Common sense should help us break down big words into bite-sized pieces such as semi (half) + quin (five) + centennial (100) to get the right answer: 250 years. However, if you never learned or have already forgotten how to string together semi, quin, and centennial, you are not alone. Sometimes common sense isn’t so common after all.
So where did the phrase come from, how has it been used throughout our country’s 250 years of independence, and how can we unite through our common experiences as we move to celebrate our country during the semiquincentennial?
Let’s start with the history. Aristotle came up with “sensus communis” as a way to compile information provided by the five senses to get a more cohesive or unifying impression. The sixth sense was born.
More than 400 years later, Cicero took this idea one step further and added the community aspect to it, thus creating a shared, social understanding.
In the 14th century, we see the phrase used to denote an “ordinary understanding” that everyone should agree upon because the impressions are so simple or ordinary to grasp.

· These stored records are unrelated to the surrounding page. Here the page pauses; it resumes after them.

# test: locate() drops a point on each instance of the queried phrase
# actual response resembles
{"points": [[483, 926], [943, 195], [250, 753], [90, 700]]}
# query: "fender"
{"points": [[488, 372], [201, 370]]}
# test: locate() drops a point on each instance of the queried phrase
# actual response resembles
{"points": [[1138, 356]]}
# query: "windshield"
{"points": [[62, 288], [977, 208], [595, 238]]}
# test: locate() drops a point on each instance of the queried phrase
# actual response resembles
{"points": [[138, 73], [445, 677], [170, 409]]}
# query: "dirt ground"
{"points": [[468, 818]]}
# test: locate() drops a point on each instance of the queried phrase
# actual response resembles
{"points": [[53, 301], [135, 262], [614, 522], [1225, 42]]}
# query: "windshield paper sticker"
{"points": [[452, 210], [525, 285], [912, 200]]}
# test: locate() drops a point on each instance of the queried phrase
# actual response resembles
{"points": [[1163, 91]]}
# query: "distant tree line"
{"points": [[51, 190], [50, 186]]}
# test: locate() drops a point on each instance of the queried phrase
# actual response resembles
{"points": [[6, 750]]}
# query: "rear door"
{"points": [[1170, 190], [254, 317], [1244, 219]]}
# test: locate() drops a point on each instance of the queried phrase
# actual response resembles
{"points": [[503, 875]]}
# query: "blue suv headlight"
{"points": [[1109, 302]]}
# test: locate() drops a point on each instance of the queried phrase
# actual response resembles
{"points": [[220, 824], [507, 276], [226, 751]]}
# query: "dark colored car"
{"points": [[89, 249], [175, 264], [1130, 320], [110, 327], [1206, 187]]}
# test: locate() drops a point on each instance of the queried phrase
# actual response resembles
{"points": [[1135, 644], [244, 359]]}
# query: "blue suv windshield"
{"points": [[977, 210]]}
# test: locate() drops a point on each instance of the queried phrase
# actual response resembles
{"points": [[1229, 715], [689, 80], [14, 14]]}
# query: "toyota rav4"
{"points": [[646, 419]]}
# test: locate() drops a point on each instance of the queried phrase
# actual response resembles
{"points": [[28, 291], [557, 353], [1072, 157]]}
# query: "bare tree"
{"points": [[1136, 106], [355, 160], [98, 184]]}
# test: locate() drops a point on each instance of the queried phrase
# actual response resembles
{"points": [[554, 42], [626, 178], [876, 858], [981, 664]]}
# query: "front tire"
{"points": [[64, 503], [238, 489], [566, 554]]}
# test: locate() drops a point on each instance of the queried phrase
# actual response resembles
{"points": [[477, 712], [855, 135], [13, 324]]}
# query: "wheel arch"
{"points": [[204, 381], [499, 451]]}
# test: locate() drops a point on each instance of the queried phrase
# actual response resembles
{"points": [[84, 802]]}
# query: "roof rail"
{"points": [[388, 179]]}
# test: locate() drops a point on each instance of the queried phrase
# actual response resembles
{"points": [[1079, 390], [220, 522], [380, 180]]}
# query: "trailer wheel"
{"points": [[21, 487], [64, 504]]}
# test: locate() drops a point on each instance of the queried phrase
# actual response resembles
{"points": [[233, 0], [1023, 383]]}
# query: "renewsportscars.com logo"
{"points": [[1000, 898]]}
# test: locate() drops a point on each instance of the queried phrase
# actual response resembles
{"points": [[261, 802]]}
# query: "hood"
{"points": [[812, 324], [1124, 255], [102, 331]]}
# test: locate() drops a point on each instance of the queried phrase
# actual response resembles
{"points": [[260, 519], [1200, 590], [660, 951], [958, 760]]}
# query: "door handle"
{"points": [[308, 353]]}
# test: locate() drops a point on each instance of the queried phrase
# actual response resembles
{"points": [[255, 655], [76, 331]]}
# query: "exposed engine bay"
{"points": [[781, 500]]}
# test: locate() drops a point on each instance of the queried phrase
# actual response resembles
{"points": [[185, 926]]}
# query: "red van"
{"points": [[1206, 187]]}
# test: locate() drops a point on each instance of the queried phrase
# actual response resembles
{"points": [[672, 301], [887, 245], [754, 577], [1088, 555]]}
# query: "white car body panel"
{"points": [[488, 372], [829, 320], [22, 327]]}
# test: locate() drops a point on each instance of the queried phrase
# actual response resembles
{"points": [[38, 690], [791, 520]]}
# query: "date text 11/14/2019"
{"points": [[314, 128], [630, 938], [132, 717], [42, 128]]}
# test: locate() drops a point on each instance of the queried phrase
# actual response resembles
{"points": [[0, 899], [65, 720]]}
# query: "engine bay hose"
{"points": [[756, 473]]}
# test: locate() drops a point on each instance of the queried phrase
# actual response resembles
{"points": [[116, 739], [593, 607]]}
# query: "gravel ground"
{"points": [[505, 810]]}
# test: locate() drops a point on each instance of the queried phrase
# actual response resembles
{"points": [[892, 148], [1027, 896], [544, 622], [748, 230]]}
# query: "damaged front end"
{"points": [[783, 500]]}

This said, I’m a firm believe that today’s version of common sense is actually a broken concept–keep reading to find out why.
By the late 1600’s, reasoning and judgement had been added to the mix of ordinary thinking, and common sense took on political import in settling issues or finding agreement.
Enter January 10, 1776. Thomas Paine published his pamphlet Common Sense, arguing for independence from Britain. At this time, Paine transformed common sense from a philosophical concept or political tool into a powerful call to action.
Under Paine’s not so gentle nudging, thirteen colonies reasoned their way to agreement. On July 2, 1776, the Declaration of Independence was signed in Philadelphia and adopted on July 4–a day many Americans celebrate as a day of freedom.
The rationalization for this monumental act of treason against the crown? Common sense, or the “self-evident” truths penned primarily by Thomas Jefferson.
Since then, the phrase common sense has been used as a tool for motivation and condemnation. We bandy the word around with a sense of superiority and disgust when talking about people who should have known better. “It’s just common sense.”
We use it to pressure others to our way of thinking, stating opinion as fact and adding a quick, “It’s just common sense.”
We do this to our family, to our friends, to our coworkers, to those we serve, and to those who serve us. We use it to put an end to uncomfortable conversations and to justify our actions.
I was fairly young the moment I realized the falsity of this phrase in its current iteration. When I was in the fourth grade, we pulled up to a car wash bay with the garage door closed against the Midwest winter cold. My dad told me to open it. I got out and frantically searched for a door knob before crawling back into the front seat in defeat.
My dad shook his head and said, “All you had to do was push the button.” Until that moment, I hadn’t seen the tiny, red button pulsing about a foot over my head. Until that moment, I’d never had/seen/used an automatic garage door in my young life. The only doors I’d opened to that point used a knob. My dad continued, “How are you going to survive if you don’t use your common sense?”
My 9ish year old self inherently understood that I could not extrapolate a “common” understanding for something I had never been taught or experienced.
The second my dad got out of the car and showed me how to open a car wash door with nothing more than his pointer finger, I earned “ordinary understanding” of how automatic garage doors worked. I was inducted into the how-to-open-a-car-wash-and-other-similar-doors-with-a-finger common sense club.
My perceived lack of common sense cost me embarrassment, defeat, a small spark of anger, and a sense of not being good enough or smart enough. All because I had not lived and learned the same “common” journey my dad had. It made me tentative to bump up against new things for fear of not knowing what everyone else in the world could effortlessly figure out. It made me diligent about becoming a life-long learner, so as to never be that inept again.
Two-hundred-fifty years ago, Common Sense started a revolution in its quest for freedom. Since then, we have been a nation that pulls together and pulls apart. We have hurt and been hurt. We have advocated for and we have advocated against our family, our neighbors, our government, and our friends.
While we have traveled far on many different paths, no journey has been common, nor has it been wholly unique. Instead, we have traveled–together and separately–toward a destination of equality and freedom.
This year, America will celebrate the past 250 years. That history is bright, and beautiful, and amazing. It is also dark and damaging, with some chapters hidden so far in the shadows as to be nonexistent. Regardless, it is our history. We cannot change it. We can only understand it and our role within it.
During the semiquincentennial, there will be an abundance of dates and people to remember, celebrations, events, parades, toasts, and speeches. As a semi-professional knowledge seeker, I ask that you tap into Aristotle’s “sensus communis” to use all the information at your disposal to better understand the bigger picture. Take the time to (re)learn what those inherent, self-evident, human rights and freedoms meant in 1776 and explore what they mean to you personally today.
This year, give yourself permission to question before doing. Figure out which moments over the past 250 years you want to celebrate and why. Then, carry on joyously, raucously, and whole-heartedly in the way that feels right to you.